In a recent online breakfast forum hosted by Melo Acuna, the Professional Regulations Commission—which undertakes the professional licensure exams—said that because of computerization of tests, board passers have just been a mere 18 percent. Such a low outcome, I should say, considering that each year thousands of students vying for a license in their respective fields try out the board. Failing so, they need to retake the exams the following year or until third try if I am not mistaken.

Rep. Alfredo Garbin Jr., of AKO Bicol Partylist and chair of the committee on constitutional amendments, gave his assessment as:

“Sapagkat hindi pare-pareho ang standards of education sa mga colleges and universities at varied din ang quality ng mastery ng graduates, the board exams are there as a quality assurance mechanism to assure the public that the graduates allowed to engage in public practice of their profession have the basic minimum level of mastery of the subject matter covered by their professions for public practice of the professions.”

The professions with board exams-- nursing, dentistry, engineering, law, accountancy, education-- have these two key factors in common. Other professions the ones without board exams do not have direct and close indirect impact on public health and public safety as well as other key roles important to the functioning of the State and public welfare.

According to the framers of the State policy, the laws with licensure examinations and on professional conduct are crucial to the functioning of the State and the delivery of public services, ensuring public health and public safety.

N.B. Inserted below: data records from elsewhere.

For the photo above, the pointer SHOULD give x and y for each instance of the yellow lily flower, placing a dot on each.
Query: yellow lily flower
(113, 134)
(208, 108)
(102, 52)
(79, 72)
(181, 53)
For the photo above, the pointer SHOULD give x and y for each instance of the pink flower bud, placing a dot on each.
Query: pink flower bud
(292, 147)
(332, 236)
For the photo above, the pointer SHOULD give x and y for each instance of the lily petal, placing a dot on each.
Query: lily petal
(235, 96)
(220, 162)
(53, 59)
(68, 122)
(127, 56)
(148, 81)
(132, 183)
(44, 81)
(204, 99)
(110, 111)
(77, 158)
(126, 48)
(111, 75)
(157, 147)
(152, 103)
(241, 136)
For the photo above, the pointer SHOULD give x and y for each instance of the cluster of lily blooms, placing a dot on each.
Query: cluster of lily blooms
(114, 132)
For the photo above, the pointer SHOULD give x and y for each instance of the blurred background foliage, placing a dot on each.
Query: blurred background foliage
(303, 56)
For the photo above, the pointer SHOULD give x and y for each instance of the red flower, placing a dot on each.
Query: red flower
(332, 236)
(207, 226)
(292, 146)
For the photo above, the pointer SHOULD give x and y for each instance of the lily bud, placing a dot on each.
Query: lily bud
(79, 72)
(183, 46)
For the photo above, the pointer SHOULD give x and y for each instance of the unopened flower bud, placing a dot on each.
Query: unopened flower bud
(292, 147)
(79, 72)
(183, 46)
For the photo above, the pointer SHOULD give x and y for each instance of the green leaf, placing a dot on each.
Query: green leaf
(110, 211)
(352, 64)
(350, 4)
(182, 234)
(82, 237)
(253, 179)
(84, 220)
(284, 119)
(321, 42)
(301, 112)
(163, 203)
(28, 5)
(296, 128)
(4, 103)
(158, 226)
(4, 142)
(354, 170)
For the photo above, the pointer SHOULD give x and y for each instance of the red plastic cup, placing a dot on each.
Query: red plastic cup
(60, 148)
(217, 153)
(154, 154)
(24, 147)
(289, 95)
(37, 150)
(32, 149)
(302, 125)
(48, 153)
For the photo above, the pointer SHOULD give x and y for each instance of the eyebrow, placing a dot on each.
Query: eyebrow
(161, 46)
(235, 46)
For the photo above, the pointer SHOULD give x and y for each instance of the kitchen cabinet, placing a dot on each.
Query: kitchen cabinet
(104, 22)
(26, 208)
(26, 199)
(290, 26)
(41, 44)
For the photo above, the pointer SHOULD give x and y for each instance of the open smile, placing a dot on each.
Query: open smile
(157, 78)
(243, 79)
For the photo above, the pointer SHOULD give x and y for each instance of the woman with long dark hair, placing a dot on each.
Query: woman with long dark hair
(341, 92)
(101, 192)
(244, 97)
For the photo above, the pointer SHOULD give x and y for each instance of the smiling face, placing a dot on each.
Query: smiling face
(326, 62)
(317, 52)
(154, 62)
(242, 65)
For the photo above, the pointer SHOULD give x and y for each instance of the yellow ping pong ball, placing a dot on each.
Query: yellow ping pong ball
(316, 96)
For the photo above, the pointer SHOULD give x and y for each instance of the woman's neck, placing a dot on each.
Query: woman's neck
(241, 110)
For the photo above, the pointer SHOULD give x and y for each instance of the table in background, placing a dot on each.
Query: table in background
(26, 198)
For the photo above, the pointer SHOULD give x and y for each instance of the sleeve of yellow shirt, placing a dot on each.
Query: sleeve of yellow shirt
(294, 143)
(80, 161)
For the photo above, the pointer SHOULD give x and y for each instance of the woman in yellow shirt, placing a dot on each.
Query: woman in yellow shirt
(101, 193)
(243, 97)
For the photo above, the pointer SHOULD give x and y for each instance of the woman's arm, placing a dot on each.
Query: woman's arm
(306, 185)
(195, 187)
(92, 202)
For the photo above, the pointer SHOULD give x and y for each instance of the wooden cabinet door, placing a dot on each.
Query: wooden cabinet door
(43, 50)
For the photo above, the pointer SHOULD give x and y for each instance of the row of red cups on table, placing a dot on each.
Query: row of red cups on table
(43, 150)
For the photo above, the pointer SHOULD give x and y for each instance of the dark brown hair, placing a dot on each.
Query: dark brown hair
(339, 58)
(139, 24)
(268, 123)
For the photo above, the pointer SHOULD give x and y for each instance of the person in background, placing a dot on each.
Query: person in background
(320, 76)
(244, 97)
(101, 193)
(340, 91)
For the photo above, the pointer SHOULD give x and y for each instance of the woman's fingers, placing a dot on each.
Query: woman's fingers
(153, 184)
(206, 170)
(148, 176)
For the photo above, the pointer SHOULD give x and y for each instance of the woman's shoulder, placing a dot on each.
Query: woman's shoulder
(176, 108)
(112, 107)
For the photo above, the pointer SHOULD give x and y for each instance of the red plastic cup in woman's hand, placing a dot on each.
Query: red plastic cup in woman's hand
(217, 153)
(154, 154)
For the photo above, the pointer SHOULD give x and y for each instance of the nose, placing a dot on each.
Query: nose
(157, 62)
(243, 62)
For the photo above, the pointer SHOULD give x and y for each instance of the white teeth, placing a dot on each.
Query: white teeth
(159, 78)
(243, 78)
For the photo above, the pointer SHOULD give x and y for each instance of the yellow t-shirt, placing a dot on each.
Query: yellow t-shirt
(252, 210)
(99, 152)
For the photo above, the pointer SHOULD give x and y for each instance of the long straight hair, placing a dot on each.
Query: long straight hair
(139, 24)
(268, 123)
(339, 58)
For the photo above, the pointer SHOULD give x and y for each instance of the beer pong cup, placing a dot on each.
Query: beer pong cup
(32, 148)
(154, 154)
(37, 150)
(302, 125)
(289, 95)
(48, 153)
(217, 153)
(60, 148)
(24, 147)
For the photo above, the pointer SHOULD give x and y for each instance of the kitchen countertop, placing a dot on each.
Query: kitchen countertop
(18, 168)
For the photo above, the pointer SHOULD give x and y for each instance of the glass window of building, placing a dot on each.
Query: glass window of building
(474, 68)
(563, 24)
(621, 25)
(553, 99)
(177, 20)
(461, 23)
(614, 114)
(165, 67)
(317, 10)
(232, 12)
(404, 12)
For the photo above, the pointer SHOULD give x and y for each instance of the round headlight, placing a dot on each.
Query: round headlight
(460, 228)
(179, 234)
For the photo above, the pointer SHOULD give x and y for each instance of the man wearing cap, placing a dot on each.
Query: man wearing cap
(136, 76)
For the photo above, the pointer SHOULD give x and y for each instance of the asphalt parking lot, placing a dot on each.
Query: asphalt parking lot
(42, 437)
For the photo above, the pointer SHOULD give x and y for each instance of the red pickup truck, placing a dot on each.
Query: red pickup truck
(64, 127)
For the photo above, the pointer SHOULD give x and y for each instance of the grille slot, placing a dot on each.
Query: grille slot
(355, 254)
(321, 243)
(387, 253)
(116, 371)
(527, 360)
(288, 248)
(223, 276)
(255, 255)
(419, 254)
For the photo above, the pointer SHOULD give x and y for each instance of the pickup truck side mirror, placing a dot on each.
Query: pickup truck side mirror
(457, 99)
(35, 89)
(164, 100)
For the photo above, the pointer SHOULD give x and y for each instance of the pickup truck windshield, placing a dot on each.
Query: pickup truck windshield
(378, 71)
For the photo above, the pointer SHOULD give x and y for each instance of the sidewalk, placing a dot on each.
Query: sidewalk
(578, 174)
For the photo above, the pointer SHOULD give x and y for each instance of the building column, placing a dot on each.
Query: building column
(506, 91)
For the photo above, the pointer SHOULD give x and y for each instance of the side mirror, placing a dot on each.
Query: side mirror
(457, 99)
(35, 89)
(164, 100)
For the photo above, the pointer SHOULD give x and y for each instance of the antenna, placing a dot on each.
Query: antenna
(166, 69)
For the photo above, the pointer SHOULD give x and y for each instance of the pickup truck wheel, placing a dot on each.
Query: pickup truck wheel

Congress, by authority of the Filipino people, are empowered to safeguard public health and safety and ensuring the functioning of the State and its public services and the welfare of the people. Kaya po bawat profession na may public practice ay mayroong kani-kaniyang batas (e.g. RA 11241 Philippine Occupational Therapy Law, RA 9173 Philippine Nursing Act).

One sector exempted from professional regulation by law is the sector of the media. The media is protected by UNABRIDGED freedom of expression and freedom of the press as enshrine in our Constitution.

Bottomline: The continued conduct of board exams protects the public good and the dignity of each profession; therefore, our government must retain it, safeguard it, make it better, Garbin stressed.

It must be recalled that Bello is not just a professional businessman and lawyer from Isabela but also held several positions in government before his current one at DOLE and as presidential adviser on the (failed) peace process. He was former justice secretary, solicitor general and a representative of 1-BAP partylist during the 16th congress.

He was appointed by the late President Corazon Aquino as governor of Isabela as part of the sweeping change of head of local governments after the 1986 EDSA Revolution. He ran in 1988 local elections but lost to his predecessor Faustino Dy who held the position from 1972.

Word from CJ Gesmundo

Supreme Court Chief Justice Alexander Gesmundo said he is against the abolition of the Bar exams as proposed by Bello. “I don’t see the need to abolish the Bar exam. We must continue having the Bar exam,” Gesmundo said in an interview.

“I respect the view of Secretary Bello but as far as the practice of law, I think we should maintain the Bar examinations so that we can sift those who are competent, considering the nature of the legal profession."

Neither did Bello’s proposal sit well with his audience, the Philippine Nurses Association (PNA).

In an interview on Super Radyo dzBB, PNA national president Melbert Reyes said they and the Board of Nursing "immediately rejected" Bello’s proposal when the secretary raised it in a meeting on health worker deployment ban earlier this week.